Pegasus Airlines is making a debut today
on Istanbul stock exchange under a ticker PGSUS TI (Bloomberg). According to
Bloomberg 35.3mn shares (22.5mn primary) were placed at TRY18.4 ($361mn
offer size) valuing the company at TRY1,882mn ($1,045mn).
Brief portrait –
second largest after THY, but not a close rival
- After IPO 66% will
be owned by Esas Holding – Sabanci.
- Turkish second
largest airline after THYAO but working off a low-cost airline model.
- Uses Sabiha Gokcen
– Istanbul’s Asian side airport as its main hub. THY is currently based at
Ataturk Airport and lobbied for building third giant airport in Istanbul with
150mn potential capacity, mostly geared to fit its own ambitious expansion
plans.
- Flies to 29
domestic and 41 international destinations essentially competing almost on all
routes with THYAO (the latter flies almost anywhere these days!)
- Operates 40 Boeing
3.4 y old airplanes but placed an order to buy 100 (57 firm orders) new
Airbuses with deliveries starting 2015-16. THY has 201 planes in the fleet (2012YE, ex
wet lease) and plans to operate 423 airplanes by 2021.
In general, PGSUS displays quite similar
to low-cost airline metrics – low costs per available seat kilometre (lowest of
all in terms of employees per ASK) and low revenue per ASK and with the result
of having relatively high profitability: eg 3ppts above THYAO on 2012 numbers
and in line with Ryanair.
Pegasus was priced at
the IPO (looking back at 2012 numbers) overall in line with low cost airlines
but at a substantial premium to THYAO – 35% on EV/EBITDA and almost 100% on
P/E. On one hand this may look justified due
to better margins of PGSUS but (1) THYAO, in our view, is displaying financial
performance and metric closer to low-cost airlines than to flag carriers as
well, (2) generates better absolute returns on ASK (higher EBIT/ASK), (3) in
our view will continue growing dynamically over the next few years, (4) gets
state support and is clearly a ‘designated’ Turkish carrier.

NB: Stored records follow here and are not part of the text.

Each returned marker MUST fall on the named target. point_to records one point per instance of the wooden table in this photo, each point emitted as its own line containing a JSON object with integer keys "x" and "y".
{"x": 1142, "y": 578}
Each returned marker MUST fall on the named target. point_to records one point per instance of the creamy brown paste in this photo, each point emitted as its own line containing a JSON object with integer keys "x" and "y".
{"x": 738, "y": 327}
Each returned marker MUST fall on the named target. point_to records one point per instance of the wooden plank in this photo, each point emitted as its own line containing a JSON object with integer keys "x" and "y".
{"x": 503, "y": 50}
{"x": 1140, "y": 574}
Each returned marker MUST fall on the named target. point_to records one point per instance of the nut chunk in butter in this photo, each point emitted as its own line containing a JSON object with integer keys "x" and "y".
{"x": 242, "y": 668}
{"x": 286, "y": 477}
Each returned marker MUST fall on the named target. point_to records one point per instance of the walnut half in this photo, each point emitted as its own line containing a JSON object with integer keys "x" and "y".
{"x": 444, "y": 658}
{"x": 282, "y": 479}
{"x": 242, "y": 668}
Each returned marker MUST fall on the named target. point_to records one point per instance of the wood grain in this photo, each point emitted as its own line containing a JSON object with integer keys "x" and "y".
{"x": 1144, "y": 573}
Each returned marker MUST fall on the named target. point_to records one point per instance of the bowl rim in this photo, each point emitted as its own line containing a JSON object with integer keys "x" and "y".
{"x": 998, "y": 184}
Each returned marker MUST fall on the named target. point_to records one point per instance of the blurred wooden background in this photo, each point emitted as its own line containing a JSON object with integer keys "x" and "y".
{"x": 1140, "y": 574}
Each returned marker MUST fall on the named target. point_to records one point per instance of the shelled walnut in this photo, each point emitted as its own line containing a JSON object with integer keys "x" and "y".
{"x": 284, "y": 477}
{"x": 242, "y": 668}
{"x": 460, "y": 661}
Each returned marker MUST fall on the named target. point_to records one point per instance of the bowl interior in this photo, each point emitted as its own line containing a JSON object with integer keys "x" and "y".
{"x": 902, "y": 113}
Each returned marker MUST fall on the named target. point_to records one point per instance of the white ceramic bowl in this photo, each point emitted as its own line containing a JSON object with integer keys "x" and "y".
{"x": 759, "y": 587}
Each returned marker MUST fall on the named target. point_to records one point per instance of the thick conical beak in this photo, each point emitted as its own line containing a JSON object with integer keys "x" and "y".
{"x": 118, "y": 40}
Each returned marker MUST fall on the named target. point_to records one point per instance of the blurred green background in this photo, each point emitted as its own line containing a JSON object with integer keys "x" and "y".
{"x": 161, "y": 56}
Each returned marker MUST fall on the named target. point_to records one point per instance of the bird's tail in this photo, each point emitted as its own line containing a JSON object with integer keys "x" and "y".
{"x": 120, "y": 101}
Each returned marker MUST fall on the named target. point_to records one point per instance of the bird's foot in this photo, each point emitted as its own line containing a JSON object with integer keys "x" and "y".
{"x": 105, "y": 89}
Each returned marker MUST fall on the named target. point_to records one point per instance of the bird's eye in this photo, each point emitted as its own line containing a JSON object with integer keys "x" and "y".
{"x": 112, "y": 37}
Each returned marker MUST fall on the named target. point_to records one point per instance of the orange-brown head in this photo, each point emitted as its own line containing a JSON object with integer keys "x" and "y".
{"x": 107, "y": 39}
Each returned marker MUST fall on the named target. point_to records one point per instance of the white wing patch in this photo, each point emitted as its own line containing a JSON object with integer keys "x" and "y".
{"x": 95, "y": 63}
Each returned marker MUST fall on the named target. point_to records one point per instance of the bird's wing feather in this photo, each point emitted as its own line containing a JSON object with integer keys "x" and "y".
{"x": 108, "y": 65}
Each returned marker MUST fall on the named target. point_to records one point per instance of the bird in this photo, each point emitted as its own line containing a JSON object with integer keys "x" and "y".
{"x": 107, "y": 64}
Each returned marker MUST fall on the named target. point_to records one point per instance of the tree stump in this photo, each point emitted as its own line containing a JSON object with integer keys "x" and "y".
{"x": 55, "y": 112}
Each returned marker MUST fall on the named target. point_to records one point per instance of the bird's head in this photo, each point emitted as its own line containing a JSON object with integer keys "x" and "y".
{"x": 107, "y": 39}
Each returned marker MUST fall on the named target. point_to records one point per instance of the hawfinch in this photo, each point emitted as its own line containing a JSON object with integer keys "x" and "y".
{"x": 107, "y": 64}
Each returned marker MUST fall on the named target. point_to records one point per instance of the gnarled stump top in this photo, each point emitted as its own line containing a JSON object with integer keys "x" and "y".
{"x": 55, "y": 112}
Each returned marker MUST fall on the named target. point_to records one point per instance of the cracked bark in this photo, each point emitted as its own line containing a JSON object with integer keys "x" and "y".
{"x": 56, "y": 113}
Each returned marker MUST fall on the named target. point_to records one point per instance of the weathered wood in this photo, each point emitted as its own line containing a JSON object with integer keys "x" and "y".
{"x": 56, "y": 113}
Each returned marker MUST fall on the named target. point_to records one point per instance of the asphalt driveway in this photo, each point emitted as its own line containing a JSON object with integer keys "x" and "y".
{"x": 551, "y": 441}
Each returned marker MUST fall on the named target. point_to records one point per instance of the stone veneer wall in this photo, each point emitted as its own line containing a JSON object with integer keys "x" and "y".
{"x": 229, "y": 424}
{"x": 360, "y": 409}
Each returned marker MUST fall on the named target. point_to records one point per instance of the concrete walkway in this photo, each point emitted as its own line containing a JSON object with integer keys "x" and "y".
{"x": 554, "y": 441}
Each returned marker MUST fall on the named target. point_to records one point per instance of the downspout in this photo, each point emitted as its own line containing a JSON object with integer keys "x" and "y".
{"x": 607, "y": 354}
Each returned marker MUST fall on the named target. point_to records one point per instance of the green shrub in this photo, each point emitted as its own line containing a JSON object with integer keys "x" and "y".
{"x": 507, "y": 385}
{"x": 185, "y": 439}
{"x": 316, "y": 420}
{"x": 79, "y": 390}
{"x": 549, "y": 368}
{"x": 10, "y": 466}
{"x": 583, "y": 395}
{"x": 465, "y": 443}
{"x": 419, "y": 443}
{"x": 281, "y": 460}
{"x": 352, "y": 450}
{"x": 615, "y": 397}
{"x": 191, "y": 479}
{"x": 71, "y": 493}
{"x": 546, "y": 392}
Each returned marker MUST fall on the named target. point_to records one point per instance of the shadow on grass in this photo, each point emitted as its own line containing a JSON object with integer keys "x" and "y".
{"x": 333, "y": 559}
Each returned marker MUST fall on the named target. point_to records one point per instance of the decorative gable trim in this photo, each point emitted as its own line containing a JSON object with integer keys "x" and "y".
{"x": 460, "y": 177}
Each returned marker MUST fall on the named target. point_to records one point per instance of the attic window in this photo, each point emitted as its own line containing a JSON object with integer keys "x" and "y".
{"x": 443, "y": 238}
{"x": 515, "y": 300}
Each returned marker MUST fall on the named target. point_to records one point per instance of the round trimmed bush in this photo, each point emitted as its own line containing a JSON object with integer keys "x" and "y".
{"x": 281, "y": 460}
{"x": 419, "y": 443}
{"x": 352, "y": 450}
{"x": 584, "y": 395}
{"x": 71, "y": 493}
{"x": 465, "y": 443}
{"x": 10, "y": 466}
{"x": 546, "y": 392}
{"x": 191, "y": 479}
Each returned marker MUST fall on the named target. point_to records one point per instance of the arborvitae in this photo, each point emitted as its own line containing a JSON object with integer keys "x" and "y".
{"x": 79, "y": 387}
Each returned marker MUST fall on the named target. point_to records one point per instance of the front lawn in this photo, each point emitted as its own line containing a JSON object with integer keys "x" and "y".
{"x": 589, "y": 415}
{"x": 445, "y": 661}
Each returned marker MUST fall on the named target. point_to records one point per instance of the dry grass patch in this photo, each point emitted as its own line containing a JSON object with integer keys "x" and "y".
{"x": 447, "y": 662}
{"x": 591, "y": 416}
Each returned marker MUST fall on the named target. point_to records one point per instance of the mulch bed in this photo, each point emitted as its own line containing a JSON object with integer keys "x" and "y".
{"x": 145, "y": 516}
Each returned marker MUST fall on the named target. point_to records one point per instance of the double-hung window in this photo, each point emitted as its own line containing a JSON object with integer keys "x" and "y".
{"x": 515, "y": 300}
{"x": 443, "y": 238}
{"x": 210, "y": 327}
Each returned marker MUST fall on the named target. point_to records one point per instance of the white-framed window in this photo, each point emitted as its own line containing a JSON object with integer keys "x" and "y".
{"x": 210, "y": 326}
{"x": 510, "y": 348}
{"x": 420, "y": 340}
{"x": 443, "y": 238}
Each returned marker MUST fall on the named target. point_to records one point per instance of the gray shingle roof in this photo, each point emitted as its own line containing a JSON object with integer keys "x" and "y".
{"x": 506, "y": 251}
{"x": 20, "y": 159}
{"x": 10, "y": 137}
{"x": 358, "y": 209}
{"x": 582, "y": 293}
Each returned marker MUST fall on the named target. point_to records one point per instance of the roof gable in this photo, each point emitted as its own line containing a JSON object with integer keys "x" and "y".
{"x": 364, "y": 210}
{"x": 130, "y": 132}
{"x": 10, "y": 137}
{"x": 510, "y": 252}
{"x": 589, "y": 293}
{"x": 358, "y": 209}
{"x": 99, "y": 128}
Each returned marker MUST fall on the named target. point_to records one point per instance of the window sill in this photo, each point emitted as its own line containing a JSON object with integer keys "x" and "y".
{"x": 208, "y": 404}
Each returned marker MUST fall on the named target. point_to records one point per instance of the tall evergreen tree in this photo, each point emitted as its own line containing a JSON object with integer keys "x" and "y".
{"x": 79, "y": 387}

Note that while we keep our EBITDA margin
unchanged at 14% for THYAO going forward, both the company itself and consensus
seems to believe the EBITDA margin may reach 18% in couple of years. That would
be above Pegasus current one and at the top end of not just flag carriers but
also low cost airlines. We think PGSUS pricing underpins THYAO attractive
valuation, further highlighted if one believes THYAO can deliver growing
margins! We have just issued a report on THYAO (see attached) where we argue
the stock should be priced closer to 7x EV/EBITDA and 13x P/E – or above its
current trading multiples albeit still below those of PGSUS.